まほろばblog

Archive for 9月 22nd, 2011

「誇り高き消防団」

木曜日, 9月 22nd, 2011

 

  津波が近づくなか、

  宮城県南三陸町防災対策庁舎2階にとどまり、

  防災無線を通じて町民に避難を呼びかけた

  遠藤未希さん一享年24一の語は涙を誘った。

  ただ、遠藤さんと交代して最後の最後まで

  避難を呼びかけた上司がいたことはあまり知られていない。

  同町危機管理課課長補佐の三浦毅さん(享年51)。

  「10mの津波が来ます。皆さん、逃げてください!」

  それが、母のすゑ子さん(75歳)が

  最後に聞いた息子の声だった。

「未希さんの懸命の声が途中で息子に代わり、

3度目の呼びかけの途中で

『ガガガッ』という雑音でかき消されました。

息子の声は呼びかけというより叫びに近かった。

あまりのショックで記憶が暖味ですが、

夫が『流された……。家族を守って流された……と言ったことだけ憶えています」

町民からは「毅さんの声を聞いて助かった。地域の英雄だ」

という感謝の声が多く寄せられた。

「それは、親として誇りに思います。

でも一方で、なんで逃げてくれなかったのか、

という無念が消えなくて……。

夫は常々、津波が来たらとにかく逃げろと息子に説いていました。

『誰も悪くねえ。逃げられなかったのが悪い。親の言うこときかねえで』

と憎まれ口を叩いて、私が泣いていると

『まだ泣いてんのか』と怒るけど……。

心の中では夫も泣いています」

わが子を失うという最大の悲しみを多くの人が味わった。

なかでも全校生徒の約7割の命が奪われた、

宮城県石巻市立大川小学校の悲劇は広く知られる。

震災後、東北各地では自衛隊に先がけて地元の消防団が救助と遺体捜索に当たった。

大川地区を担当する石巻市河北消防団第4分団の団員の多くは、

わが子を失った痛みに堪えながら活動した。

紫桃千聖ちゃん(当時5年生)の父親・紫桃隆洋一47歳)さんもそのひとりだ。

「娘は早い段階で遺体が上がりました。
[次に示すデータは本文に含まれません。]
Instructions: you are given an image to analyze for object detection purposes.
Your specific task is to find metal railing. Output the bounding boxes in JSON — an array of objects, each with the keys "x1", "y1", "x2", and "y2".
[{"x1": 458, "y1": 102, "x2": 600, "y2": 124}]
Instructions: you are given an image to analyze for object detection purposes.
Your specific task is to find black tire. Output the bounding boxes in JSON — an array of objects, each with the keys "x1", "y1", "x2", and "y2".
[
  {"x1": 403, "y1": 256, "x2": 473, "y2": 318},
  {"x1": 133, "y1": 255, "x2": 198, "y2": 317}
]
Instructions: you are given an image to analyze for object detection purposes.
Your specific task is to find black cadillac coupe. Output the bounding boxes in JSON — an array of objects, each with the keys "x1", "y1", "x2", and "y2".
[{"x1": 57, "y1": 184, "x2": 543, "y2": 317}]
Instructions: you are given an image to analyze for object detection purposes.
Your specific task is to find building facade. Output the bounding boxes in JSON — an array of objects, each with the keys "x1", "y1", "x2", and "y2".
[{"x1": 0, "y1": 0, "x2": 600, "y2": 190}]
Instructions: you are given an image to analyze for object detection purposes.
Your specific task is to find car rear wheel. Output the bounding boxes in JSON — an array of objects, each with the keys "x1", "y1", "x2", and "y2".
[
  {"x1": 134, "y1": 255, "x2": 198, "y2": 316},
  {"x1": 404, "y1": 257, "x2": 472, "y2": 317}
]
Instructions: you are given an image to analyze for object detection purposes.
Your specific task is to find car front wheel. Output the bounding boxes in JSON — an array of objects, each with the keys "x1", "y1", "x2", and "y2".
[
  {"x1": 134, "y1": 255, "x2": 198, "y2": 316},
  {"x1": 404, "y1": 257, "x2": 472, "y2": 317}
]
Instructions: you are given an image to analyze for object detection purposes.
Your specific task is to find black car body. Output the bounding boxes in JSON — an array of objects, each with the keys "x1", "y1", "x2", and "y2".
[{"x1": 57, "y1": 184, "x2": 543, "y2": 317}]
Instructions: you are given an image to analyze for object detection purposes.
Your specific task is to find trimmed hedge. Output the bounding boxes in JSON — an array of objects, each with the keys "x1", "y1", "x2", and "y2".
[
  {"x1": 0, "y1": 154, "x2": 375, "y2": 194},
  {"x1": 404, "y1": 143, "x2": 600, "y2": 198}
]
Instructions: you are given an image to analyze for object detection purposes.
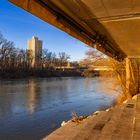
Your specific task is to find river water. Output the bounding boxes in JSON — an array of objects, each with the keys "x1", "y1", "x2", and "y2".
[{"x1": 0, "y1": 77, "x2": 119, "y2": 140}]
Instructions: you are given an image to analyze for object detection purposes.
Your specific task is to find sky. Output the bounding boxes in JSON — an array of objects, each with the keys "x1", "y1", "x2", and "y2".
[{"x1": 0, "y1": 0, "x2": 89, "y2": 61}]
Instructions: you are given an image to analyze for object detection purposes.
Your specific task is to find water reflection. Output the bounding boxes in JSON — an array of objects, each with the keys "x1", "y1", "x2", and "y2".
[
  {"x1": 0, "y1": 78, "x2": 118, "y2": 140},
  {"x1": 27, "y1": 79, "x2": 41, "y2": 114}
]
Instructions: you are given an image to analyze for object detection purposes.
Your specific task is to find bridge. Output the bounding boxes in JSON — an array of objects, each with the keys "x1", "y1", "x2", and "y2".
[
  {"x1": 9, "y1": 0, "x2": 140, "y2": 140},
  {"x1": 9, "y1": 0, "x2": 140, "y2": 60}
]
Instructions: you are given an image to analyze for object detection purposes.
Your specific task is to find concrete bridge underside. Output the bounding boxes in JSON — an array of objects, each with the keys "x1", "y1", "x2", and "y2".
[{"x1": 9, "y1": 0, "x2": 140, "y2": 60}]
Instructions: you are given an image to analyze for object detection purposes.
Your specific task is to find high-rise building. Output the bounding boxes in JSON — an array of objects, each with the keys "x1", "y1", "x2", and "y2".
[{"x1": 28, "y1": 36, "x2": 43, "y2": 67}]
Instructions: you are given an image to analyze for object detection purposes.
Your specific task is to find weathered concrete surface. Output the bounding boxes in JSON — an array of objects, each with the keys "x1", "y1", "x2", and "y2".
[{"x1": 44, "y1": 95, "x2": 140, "y2": 140}]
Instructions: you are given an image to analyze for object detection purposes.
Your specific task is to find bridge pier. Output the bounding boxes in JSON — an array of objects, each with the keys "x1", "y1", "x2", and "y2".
[{"x1": 125, "y1": 58, "x2": 140, "y2": 98}]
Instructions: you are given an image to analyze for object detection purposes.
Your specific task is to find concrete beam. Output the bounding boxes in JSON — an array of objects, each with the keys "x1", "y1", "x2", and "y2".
[{"x1": 9, "y1": 0, "x2": 126, "y2": 60}]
見つけてくれたのは地域の方。

団員のなかには自分の子を見つけた人もいます。

私だけでなく、自分の子が上がっても皆が捜索を続けました。

ここらには『子供は地域の子』という意識が残っているんです。

東北のあらゆる土地で、消防団員が必死に頑張った。

私は個人としてではなく、誇り高い消防団の一員として、

そのことを伝えておきたいと思います」

(週間現代8月20,27日号)

「津波てんでんこ」

木曜日, 9月 22nd, 2011

   三陸地方に伝わる「津波てんでんこ」という言葉。

   津波に襲われたら、親兄弟も捨てて「てんでんに」逃げろ、

   それが命を守る方法だ、という意味だ。

 一族の全滅を避けるためには正しい教えだが、

  3月11日、この禁を破った英雄が東北にたくさんいる。

  新日鉄釜石に勤務する森闘志也(としや)さん(34歳)。

これまで取材をほとんど拒否していたのは、

「目の前にいたのに助けられなかった人もいるから」だった。

あの日、職場で被災した森さんも波にさらわれたが、

川のフェンスに引っかかって九死に一生を得た。

一度会社に戻ろうと周囲を見ると、茶色い濁流に車、船、家が流されている。

振り返った瞬問、漂流している男性の姿が見えた。

近くにあったロープを掴んで、森さんは駆けだした。

その姿を見た同僚は「森は死んだ」と思った。

「濁流を泳いで渡り、男性を助けようとすると、

近くの車に女性が3人閉じこめられていた。

ドアを開けようとしても水圧で開かない。

丸太でフロントガラスを叩いてもへこむだけで割れない。

車はガレキに引っかかって止まっているだけで、

いつ流されるかわからない状態でした」

極限状態で、森さんは自分でも信じられないパワーを発揮した。

一拳でサイドのガラスを割り、中から女性を引っ張り出しました。

出したはいいけど岸まで距離がある。

丸太にロープを結び、僕は岸に戻ってロープを引っ張って

丸太ごと女性3人をたぐり寄せました。

女性たちは、大学に入学したての娘さんと友人、

母親の3人ということでした」。

森さんはこの女性たちも含め10人近くの命を救った。